Yes, but you also said anything resembling communism (by which you presumably meant collectivism, not communism, as it was collectivism, not communism, that I'd advocated) could only work in small tribes. Well, a corporation is a collective, differing from other collectives only in its distribution of shares, not in the immediate accountability of its members as you suggested. And a corporation doesn't have to be a monopoly in order to be larger than a small tribe.
in communism, everything is a monopoly. that's part of why it doesn't work.
yes, but in a corporate model, profit is the motivation. in a communal system, the common good is the motivation. if one is not immediately accountable to others in the tribe, it doesn't work.
Never mind the corporate model; I'm talking about actually-existing corporations, in which work is paid in wages and profits go to absentee shareholders and thus motivate only investment, the ransomed release of the hostage Industry.
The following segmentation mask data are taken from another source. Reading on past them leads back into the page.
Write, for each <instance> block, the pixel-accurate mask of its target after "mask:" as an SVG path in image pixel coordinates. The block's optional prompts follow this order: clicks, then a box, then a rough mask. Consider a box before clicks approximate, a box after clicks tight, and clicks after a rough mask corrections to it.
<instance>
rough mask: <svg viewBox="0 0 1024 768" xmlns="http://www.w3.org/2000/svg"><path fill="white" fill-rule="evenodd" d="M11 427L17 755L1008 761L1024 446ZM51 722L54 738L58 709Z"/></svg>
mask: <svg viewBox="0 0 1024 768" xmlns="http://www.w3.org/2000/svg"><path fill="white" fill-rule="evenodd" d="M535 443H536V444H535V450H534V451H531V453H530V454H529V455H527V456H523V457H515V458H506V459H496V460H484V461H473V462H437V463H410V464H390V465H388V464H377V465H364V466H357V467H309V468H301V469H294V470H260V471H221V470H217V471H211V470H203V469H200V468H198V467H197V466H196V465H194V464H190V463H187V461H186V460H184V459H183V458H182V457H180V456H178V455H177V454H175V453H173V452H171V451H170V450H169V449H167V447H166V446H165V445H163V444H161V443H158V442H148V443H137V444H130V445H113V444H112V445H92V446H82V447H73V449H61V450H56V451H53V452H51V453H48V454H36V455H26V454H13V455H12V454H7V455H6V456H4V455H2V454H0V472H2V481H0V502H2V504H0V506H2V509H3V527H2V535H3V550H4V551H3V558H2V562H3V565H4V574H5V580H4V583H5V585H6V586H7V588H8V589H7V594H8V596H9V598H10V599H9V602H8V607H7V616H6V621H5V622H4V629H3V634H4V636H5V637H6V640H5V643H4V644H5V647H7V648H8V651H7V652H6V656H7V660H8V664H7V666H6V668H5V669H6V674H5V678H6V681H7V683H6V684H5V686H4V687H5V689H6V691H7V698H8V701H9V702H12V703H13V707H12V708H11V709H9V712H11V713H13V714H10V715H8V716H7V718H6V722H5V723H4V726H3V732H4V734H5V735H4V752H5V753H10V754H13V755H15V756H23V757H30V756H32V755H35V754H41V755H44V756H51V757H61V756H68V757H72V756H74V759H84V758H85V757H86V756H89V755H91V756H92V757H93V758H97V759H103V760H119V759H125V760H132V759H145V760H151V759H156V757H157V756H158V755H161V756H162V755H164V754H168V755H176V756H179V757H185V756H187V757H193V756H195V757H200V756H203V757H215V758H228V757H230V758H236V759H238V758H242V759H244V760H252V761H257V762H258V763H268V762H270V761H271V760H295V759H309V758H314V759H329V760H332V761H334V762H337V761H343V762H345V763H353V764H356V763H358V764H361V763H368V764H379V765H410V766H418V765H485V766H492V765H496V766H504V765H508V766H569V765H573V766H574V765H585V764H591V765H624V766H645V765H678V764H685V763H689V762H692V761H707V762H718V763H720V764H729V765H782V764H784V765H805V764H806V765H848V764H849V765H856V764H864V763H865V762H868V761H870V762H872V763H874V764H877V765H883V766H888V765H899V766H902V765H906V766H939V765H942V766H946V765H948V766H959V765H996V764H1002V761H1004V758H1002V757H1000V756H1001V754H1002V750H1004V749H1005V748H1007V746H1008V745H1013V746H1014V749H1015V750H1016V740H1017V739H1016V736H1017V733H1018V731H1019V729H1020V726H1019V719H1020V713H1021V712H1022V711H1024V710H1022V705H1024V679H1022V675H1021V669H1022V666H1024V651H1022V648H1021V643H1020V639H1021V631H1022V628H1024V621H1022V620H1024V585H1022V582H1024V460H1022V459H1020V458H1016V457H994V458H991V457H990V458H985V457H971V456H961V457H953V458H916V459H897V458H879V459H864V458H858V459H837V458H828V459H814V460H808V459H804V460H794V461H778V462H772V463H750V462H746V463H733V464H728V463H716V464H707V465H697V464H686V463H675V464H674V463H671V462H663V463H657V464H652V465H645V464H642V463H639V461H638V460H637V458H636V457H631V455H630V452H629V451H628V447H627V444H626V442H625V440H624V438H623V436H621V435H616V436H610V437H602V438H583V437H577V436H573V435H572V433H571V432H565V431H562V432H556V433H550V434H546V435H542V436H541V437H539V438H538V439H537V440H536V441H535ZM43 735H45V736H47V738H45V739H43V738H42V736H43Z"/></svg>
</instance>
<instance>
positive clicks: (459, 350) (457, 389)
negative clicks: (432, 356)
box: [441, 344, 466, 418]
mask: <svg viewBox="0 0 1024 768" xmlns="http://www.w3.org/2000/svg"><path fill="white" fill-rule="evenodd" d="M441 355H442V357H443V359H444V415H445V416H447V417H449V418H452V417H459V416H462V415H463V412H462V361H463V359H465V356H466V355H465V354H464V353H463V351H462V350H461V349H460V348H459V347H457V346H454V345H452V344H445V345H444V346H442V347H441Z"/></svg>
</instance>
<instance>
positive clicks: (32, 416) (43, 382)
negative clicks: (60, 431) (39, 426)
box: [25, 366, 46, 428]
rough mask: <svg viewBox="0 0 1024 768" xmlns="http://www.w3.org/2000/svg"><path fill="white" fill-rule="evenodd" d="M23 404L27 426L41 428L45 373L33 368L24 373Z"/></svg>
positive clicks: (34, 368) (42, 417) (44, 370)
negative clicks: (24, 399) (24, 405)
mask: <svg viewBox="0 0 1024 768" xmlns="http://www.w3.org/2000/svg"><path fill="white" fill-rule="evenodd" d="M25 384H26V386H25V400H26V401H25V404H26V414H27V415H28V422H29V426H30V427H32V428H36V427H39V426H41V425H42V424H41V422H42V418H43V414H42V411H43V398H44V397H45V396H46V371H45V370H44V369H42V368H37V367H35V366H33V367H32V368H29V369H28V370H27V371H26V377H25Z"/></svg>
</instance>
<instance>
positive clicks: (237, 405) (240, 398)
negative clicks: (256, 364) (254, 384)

And never mind communism; again, I'm talking about collectivism, in which wages are work's motivation, same as in a corporation, only ownership is democratic. [If you're confused by my lean, I take full responsibility for that; I'm what Kropotkin referred to in Conquest of Bread as a "Spanish collectivist", a communist internally to the basic social unit (your "small tribe") and a collectivist externally.]
so map out your system, and we can discuss it. i'm not convinced that a large scale communist or collectivist system can work at this point in societal evolution. the reason is that it has not worked yet up to this point except in small tribes in which every member was immediately accountable to the rest of the tribe.